Despite all our social tools, feed readers themselves are really pretty isolating, unsocial experiences. This now-well-quoted passage from Steven Johnson’s Everything Bad is Good for You reveals just how unsocial the reading experience can be by imagining video games were invented before books:
“Books are tragically isolating. While [video] games have for many years engaged the young in complex social relationships with their peers, building and exploring worlds together, books force the child to sequester him or herself in a quiet space, shut off from interaction with other children.”
Feed readers are isolating too, encouraging readers away from where pre-meditated interaction can take place — comments, ratings, reviews, purchases. But at least feed readers aren’t sequential. Because users can control the complexity themselves, they do inspire some of the engaged action that is missing from a sequential reading experience.
The Right Retreat
Retreating into one’s reader might on the surface seem like a disengagement rather than a continued engagement — just like books to Johnson seem like a step back compared to video games. Books require quiet isolation to read; likewise feed readers require a step away from the original source of the content.
But while the experience of feed-reading may be isolating, it’s more akin to reading your magazine on a New York subway than it is like reading that same magazine in quiet isolation. You’re alone, but your people are never very far away.
Even still, I wonder: with all due respect to solitary reading time and reflection, are our behaviors in danger of returning to the isolated experience of reading?

Good food for thought. I’m curious to hear your take on the ‘involuntary effects’ of people reading content published via RSS vs. cracking open a book? For example, if I burn a blogs RSS feed and 10,000 other people burn that same feed how is that intrinsically different from a blog that only has 5 RSS subscribers, or better yet a book that’s been checked out of the library 10,000 times by different people? I’m not trying to be deep, just curious that’s all.

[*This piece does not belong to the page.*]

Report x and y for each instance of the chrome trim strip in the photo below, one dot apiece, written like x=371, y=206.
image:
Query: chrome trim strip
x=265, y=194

I use Google Reader for my RSS feads. Just recently they added the “share with a note” functionality. You used to be able to share something that came in your feeds, and it would show up in your contacts feeds. With the note, however, you can direct your contacts to s specific part of the article or point out the reason for sharing it in the first place. Google Reader also allows you to email the article directly from your feed list.

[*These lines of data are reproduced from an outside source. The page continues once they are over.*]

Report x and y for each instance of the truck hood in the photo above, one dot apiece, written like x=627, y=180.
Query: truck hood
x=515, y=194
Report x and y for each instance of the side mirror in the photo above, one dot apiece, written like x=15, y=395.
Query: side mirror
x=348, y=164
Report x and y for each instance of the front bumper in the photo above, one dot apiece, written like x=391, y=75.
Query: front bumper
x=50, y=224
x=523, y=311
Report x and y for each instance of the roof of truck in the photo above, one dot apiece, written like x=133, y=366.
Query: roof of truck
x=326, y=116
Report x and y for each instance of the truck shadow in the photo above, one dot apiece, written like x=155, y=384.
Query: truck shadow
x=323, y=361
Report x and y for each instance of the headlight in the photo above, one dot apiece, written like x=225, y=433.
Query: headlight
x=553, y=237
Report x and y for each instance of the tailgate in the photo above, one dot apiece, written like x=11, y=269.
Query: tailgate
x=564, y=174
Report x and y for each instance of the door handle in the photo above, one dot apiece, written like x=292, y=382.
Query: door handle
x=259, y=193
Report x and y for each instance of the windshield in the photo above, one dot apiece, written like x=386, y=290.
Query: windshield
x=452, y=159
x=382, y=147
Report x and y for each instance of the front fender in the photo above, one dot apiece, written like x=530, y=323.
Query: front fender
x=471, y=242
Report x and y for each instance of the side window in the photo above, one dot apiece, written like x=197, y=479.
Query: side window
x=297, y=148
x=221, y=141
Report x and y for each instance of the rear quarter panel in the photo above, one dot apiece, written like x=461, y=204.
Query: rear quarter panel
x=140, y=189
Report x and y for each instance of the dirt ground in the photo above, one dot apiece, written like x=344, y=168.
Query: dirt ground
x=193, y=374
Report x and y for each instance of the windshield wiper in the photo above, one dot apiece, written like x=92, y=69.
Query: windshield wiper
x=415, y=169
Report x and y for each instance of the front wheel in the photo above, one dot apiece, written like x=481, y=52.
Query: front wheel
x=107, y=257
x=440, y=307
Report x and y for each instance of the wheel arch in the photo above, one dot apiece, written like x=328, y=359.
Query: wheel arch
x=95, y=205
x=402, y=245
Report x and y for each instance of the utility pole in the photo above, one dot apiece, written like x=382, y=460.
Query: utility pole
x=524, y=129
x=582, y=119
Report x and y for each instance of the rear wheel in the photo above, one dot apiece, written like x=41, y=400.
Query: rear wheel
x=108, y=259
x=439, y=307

These are a few ways to break out of the isolation reading feeds can bring that I have found helpful.
I don’t see why the new social media wants to make everything a shared experience. Some things, reading may be one of them, is one of those things that I get great enjoyment out of on my own… whether or not 1,000 others are reading the same thing at the same time is probably irrelevant.
In the end there are functional communication differences between books and multimedia. Apples and oranges. Between a book and a movie, for example. Between a magazine article and a blog post.
The main thing to get their head around is until we have a computer screen that you can roll up, swat flies with and take to the toilet, and that feels like old dead trees, we’re going to have to treat them differently. Reading an e-book is difficult. Long blog posts, difficult.
Also, Clay Shirky’s statement comes to mind - the world before the printing press was a different world than the one that came before it. And the world with computers is a completely different world than a world without the internet. From a communication perspective it changed society.
So what can online publishers do? Mmm obviously use the multimedia to its strengths and stop trying to be a book.
And, maybe we’re waiting for a new RSS killer app that rethinks our expectations on this one. Lets start with the question - what exactly doesn’t the current solution give us?
Then build it and see if we get rich :)
sorry… typo - the world before the printing press was a different world than the one that came after it…
The printing press and the Internet are not just technology changes, Shirky points out, but social changes. The world is different.
cheers. Interesting post.
Andy: If there are any involuntary effects, I suspect they’re not totally dissimilar from the ones that cause different people to check a book out of the library 10,000 times. The same kinds of things may be true — popularity, impact, beauty, relevance — but their speed and momentum may be different.
Able: I hadn’t looked at Google Reader in a while. The “share” functionality is interesting and perhaps matches what Google has heard people say they want. But I don’t know. Somehow, I don’t buy it. If I retreat into a reader, even Google reader, do I want to share? I’m still not sure.